Hello,
I'm studying common gene copy number alterations found in 4 cell lines that are sensitive to a drug we are testing.
The lines are:
MV411, AML from a male patient
Hep3b2.1-7, liver cancer from a male patient
CAPAN1, pancreatic cancer from a male patient, and
AU-565, HER2 + breast cancer from a female patient.
We found 50 common genes with copy number alterations in these 4 lines. In order to weed out possible genes that may not have any connection to the sensitivity, I looked at TTTY genes, of which there were 12. In researching these, I found that they are all
on the Y chromosome, which was puzzling as they were even present in the female line. Looking more in depth, I found that 44 out of the 50 genes were from Y chromosome.
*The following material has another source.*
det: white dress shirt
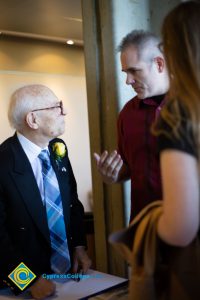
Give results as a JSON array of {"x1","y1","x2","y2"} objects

I looked at other breast cancer lines, (8 total, from female patients): MDA-MB-231, MDA-MB-157, MCF7, BT-20, HCC1419, HCC1954, and HCC1569. We also checked 5 ovarian lines: OVCAR3, OVCAR4, OVCAR5, OVCAR8, and SKOV3. All had multiple TTTY genes that with CNAs,
(all deep deletions).
I was hoping you could shed some light on this. Any information or ideas you could share with me would be greatly appreciated.
Two ideas that we discussed were:
Contamination with a male cell line, but this seemed unlikely to have happened to so many lines.
Misidentification of the genes, as they were deep deleted and may have identified a short sequence of an analogous female gene.
Also, do you have access to the original sequencing data files that you could share with us?
Thanks for any assistance you can provide.